Belarus President Alexander Lukashenko has ruled the ex-Soviet nation of 10 million with an iron hand for a quarter century, showing little tolerance for dissent or free media and extending his rule through elections that the West has described as neither free nor fair.
In Sunday’s election, 516 candidates are contesting 110 parliament seats but opposition candidates were not allowed to run for various reasons, including “unfounded criticism of the government.”
“We are seeing that there is no election as such and the government itself decides who should be a parliament member,” said Valery Ukhnalev, a candidate of the left-wing Fair World opposition party.
The current parliament has just two opposition members, and election officials have refused to let them run again, citing technical reasons.
“The authorities don’t need the opposition even for decorum, because the trust in the incumbent leader is fading,” said one of them, Alena Anisim.
About a quarter of the nation’s voters have already cast their ballots in early voting, a process that began Monday and is seen by the opposition as fraught with abuse. Ballot boxes stand unguarded during the early voting process and vote count is done without observers being present.
Election officials have denied opposition claims of voting violations even when presented with concrete evidence of fraud.
An independent observer filmed a woman who tried to stuff a pile of ballots into a ballot box during early voting at a polling station in Brest, a city on the border with Poland. But Election Commission chief Lydia Yermoshina, who has held the job for 23 years, responded by saying the observer who made the video should be stripped of his accreditation.

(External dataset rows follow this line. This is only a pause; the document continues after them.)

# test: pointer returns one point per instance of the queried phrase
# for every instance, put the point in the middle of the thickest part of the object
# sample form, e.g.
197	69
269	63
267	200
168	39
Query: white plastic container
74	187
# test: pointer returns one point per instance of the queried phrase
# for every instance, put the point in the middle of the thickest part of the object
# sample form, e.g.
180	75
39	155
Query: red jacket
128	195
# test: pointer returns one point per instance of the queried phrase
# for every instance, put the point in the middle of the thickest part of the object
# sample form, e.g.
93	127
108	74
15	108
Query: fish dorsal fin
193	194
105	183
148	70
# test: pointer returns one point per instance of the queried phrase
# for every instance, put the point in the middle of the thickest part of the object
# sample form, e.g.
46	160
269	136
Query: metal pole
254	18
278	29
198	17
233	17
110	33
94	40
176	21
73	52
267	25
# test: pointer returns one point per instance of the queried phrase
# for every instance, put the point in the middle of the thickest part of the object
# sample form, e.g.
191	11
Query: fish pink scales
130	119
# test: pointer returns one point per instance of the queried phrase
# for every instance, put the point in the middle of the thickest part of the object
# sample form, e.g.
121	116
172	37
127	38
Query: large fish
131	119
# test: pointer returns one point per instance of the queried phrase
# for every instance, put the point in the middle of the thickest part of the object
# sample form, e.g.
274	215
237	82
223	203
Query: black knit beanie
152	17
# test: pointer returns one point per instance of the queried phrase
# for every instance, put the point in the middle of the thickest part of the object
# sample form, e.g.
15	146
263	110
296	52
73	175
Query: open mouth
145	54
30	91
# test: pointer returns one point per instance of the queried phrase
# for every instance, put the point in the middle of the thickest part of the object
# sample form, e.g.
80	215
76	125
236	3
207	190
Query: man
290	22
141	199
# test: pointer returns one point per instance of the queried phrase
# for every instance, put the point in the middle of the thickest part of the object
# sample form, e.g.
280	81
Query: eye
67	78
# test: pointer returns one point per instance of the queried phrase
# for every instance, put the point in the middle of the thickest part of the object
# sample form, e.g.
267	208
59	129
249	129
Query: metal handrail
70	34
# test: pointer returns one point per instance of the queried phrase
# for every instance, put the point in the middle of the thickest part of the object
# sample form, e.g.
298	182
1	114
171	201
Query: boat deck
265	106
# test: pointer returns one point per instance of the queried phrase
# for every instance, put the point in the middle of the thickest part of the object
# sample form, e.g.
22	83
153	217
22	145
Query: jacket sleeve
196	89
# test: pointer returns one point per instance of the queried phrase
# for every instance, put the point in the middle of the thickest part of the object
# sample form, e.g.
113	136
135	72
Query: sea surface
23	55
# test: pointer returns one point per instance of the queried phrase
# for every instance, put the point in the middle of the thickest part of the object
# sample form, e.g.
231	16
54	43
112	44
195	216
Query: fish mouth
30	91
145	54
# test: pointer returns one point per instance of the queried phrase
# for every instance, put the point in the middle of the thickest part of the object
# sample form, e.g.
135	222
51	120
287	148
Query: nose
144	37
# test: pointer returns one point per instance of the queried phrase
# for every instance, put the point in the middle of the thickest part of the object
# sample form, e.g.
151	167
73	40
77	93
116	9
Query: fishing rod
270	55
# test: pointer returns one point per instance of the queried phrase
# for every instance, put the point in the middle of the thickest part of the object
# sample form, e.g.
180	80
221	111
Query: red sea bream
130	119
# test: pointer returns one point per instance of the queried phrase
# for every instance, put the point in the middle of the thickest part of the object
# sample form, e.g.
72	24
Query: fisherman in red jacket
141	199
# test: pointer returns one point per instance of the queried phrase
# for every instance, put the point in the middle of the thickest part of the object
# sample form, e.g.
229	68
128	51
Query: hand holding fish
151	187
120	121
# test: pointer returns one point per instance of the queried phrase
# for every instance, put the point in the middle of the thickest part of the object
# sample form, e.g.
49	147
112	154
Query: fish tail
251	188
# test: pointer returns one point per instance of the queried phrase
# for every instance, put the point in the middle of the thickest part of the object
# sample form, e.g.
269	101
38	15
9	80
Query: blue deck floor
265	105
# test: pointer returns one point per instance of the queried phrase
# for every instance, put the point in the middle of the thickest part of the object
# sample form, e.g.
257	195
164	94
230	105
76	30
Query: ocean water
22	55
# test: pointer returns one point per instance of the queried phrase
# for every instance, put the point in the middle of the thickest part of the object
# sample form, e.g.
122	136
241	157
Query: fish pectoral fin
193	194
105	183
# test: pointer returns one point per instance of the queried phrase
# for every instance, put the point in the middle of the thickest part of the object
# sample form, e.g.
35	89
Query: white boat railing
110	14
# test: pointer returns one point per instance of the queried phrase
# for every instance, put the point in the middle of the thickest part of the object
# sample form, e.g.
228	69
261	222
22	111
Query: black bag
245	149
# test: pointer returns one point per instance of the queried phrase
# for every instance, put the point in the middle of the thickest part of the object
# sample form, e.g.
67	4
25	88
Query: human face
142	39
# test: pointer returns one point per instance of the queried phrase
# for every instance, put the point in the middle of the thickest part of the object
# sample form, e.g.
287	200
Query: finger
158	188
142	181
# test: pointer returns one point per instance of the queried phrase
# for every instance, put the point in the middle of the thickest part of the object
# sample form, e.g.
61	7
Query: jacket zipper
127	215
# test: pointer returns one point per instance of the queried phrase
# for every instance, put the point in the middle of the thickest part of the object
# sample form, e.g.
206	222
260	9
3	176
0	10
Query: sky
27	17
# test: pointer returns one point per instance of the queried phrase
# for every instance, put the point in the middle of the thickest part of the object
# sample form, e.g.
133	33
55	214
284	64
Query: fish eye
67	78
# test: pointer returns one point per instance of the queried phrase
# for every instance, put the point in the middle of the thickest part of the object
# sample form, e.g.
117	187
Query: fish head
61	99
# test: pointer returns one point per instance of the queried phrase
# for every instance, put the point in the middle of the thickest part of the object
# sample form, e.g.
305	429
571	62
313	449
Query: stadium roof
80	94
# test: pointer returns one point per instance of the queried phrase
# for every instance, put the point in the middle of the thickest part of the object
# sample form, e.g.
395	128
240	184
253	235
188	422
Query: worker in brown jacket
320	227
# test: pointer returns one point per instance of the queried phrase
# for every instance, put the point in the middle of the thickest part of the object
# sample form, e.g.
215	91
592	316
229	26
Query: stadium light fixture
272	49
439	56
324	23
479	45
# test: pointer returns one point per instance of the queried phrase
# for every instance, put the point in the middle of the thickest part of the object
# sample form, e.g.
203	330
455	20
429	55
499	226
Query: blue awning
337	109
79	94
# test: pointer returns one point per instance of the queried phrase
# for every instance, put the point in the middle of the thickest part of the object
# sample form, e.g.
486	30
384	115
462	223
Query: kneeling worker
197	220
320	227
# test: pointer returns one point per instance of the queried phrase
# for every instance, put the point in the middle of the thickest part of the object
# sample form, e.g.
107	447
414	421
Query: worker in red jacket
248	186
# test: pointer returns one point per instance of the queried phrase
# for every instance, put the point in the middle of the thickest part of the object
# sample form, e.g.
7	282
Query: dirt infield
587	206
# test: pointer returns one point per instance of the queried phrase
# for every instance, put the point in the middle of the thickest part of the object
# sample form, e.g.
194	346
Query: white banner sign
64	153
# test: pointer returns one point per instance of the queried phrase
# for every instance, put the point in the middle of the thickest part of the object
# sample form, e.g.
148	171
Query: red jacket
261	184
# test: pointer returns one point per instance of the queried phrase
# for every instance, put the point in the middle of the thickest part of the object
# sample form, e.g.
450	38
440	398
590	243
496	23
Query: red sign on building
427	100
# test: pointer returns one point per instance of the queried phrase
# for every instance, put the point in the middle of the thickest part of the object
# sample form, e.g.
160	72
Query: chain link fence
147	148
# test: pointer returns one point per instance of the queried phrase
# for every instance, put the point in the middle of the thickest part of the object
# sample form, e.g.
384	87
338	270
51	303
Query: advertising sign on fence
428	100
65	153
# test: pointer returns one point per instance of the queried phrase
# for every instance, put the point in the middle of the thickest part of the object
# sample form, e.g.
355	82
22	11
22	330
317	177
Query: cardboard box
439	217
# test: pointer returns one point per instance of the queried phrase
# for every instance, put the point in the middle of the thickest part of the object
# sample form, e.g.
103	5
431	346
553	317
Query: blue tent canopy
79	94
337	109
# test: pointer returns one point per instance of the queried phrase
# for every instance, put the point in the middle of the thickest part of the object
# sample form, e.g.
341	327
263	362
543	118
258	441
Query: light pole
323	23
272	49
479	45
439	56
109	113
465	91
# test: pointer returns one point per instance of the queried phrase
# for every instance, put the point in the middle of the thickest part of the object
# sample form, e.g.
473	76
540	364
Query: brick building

“It doesn’t matter what an observer says,” she said. “The most important thing is the ballot box. The truth is determined by the vote count.”
The campaign has proceeded without rallies, television debates or even street advertising.
“The election campaign has been largely invisible,” said Alexander Klaskovsky, an independent political expert. “It has followed a rigid scenario, with the most active and vocal government foes being excluded.”
He said Lukashenko sees the parliamentary vote as practice for next year, when he will seek a sixth five-year term.
“The Belarusian leader is already thinking about the next year’s presidential election,” Klaskovsky said. “And so they practice the ‘no frills’ scenario.”
Lukashenko himself described his vision of a new parliament at a recent meeting, saying that about one-third of current members should be re-elected.
“Stability is the most important thing, and people who come to parliament should be responsible and normal and focus on development, not destruction,” the Belarusian leader said.
The U.S. and the European Union have continuously criticized Belarusian authorities for flawed elections and their crackdown on the opposition, introducing sanctions against Lukashenko's government. However, some of those penalties have been lifted in recent years as Belarus freed political prisoners as part of Lukashenko’s efforts to reach out to the West during tense times with Russia, Belarus’ main sponsor and ally.
Moscow has recently introduced higher prices for its oil supplies, dealing a heavy blow to Belarus, which has profited from the export of oil products made from cheap Russian crude. Lukashenko has criticized the price hike as part of the Kremlin’s efforts to coerce Belarus into a closer alliance.
Belarus has refused to recognize Russia’s 2014 annexation of Crimea and provided a platform for the Ukraine peace talks, which aim to resolve fighting in eastern Ukraine between government troops and Russia-backed separatists.
“Lukashenko has figured out that he could sell ‘stability’ and the West is ready to close their eyes on some things,” said Valery Karbalevich, an independent Minsk-based analyst.